End-to-end de novo transcriptomic pipeline v0.2
Authors: David Levy-Booth and Parker Lloyd
This snakemake pipeline aids in downloading and processing of genomic and transcriptomic sequences, transcriptomic assembly and quantification using modularized, benchmarked tools.
Steps to Initialize:
Download or clone repository:
git clone https://github.com/davidlevybooth/Praxis.git
Change to the Praxis directory:
cd Praxis
Create the conda environment:
conda env create --name Praxis --file envs/environment.yaml
Activate conda environment:
conda activate Praxis
Install Praxis:
python setup.py install
Run pipeline with desired options:
Praxis [ -d featureCounts -a bbmap -q bbduk -s trinity … ]
Pipeline Options:
-d --method The tool that will be used to generate the count table of expressed genes.

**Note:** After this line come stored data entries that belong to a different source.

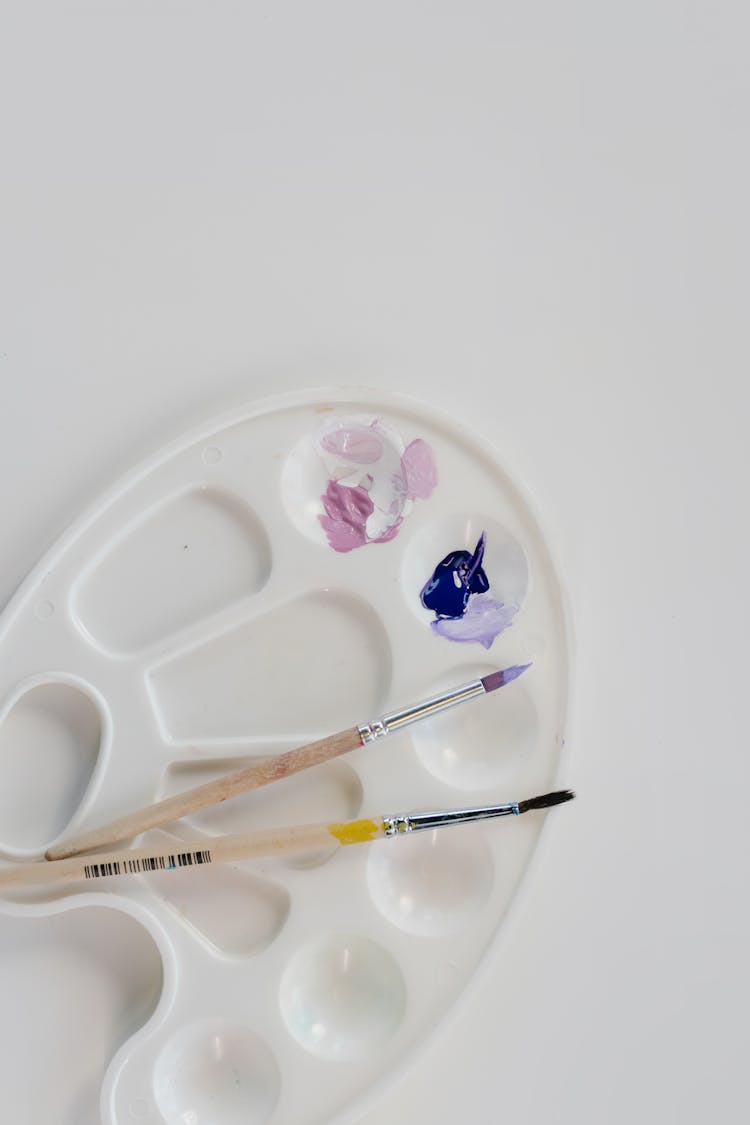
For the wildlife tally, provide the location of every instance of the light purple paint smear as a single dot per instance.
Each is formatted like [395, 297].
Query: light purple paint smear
[418, 469]
[484, 620]
[346, 514]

The available tools are featureCounts, htseq, and salmon
-a --aligner The tool that will be used to align the RNASeq reads to the reference genome/transcriptome
-q --trimmer The tool that will trim contaminant sequences and adapter sequences off the RNASeq reads
-s --assembler The tool that will assemble a reference transcriptome if there is no genome URL provided
-t --threads The number of threads that the pipeline is allowed to use.

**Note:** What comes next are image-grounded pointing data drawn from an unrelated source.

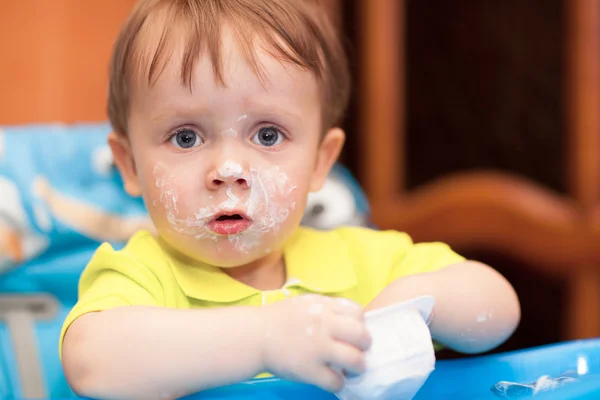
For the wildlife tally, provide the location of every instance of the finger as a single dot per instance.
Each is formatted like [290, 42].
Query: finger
[346, 358]
[352, 332]
[328, 379]
[348, 307]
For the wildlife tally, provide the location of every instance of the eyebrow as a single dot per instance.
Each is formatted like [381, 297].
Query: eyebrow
[182, 113]
[250, 107]
[269, 109]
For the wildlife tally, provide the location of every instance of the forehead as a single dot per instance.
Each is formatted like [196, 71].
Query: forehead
[266, 77]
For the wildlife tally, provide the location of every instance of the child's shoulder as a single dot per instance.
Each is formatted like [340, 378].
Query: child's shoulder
[143, 247]
[355, 241]
[353, 235]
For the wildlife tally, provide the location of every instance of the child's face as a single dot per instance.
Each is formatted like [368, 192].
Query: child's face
[225, 172]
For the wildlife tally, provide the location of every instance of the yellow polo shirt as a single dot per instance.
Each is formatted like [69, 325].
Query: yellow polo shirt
[354, 263]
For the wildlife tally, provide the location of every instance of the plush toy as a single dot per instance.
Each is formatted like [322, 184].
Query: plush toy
[341, 202]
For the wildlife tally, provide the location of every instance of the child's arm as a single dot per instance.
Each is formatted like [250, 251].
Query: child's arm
[476, 309]
[160, 353]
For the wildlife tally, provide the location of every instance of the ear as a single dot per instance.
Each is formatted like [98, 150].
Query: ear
[121, 150]
[327, 154]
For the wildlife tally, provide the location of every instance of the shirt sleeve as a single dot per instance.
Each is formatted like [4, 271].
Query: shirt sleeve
[422, 257]
[113, 279]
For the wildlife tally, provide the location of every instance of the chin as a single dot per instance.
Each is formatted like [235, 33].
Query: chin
[231, 258]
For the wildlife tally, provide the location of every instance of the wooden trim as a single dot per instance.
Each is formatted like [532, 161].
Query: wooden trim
[382, 100]
[497, 212]
[583, 100]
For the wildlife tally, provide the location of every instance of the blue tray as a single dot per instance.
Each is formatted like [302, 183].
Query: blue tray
[464, 379]
[471, 378]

-m --max_memory The amount of memory provided to the assembler. Enter in byte format
-u --genome_url The NCBI url from which the reference genome can be downloaded
-f --genome_file The file containing the reference genome
-j --jobs The number of jobs. Analogous to snakemake -j#
-r --read_dir The directory in which fastq reads are stored
-o --outdir The directory for the final outputs
-c --configfile The yaml file containing all of the above configuration details
Declaring a reference:
There are 3 ways to provide a reference to the pipeline. The path to a genome file can be provided using the corresponding flag (-f), the NCBI URL can be provided for the pipeline to download the genome (-u), or the pipeline can use the provided RNASeq reads located in the directory transcriptome/reads/untrimmed to assemble a reference transcriptome.

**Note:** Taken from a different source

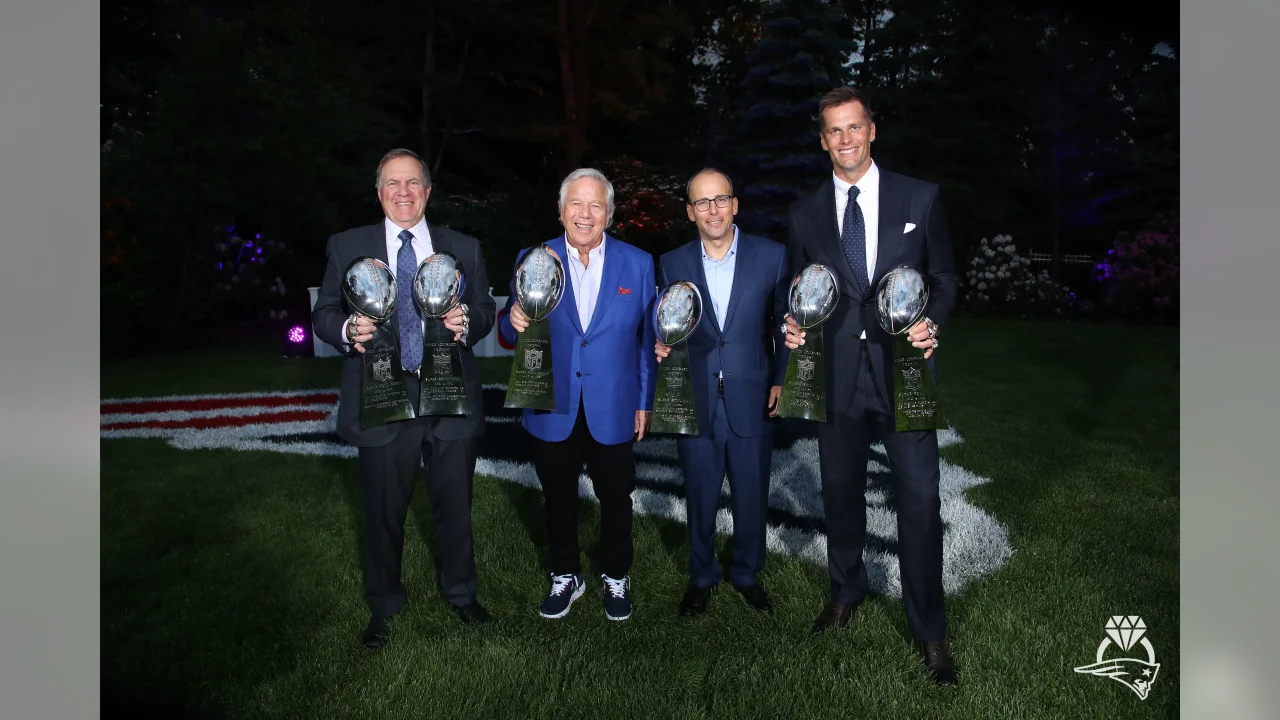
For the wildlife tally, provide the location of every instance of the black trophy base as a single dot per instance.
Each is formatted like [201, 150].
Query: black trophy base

If the path to a user provided genome file is specified, it will always be used as the reference, regardless of any other options available. To download a reference from NCBI, remove the path to the genome file and specify the NCBI URL (Praxis -f -u [ncbi_url]). To assemble a reference transcriptome, make sure both the genome file and NCBI URL are not specified, and make sure the desired assembler is chosen. User Provided RNASeq Reads:
The columns in the samples.tsv file must be updated to include the file names for each of the forward and reverse reads.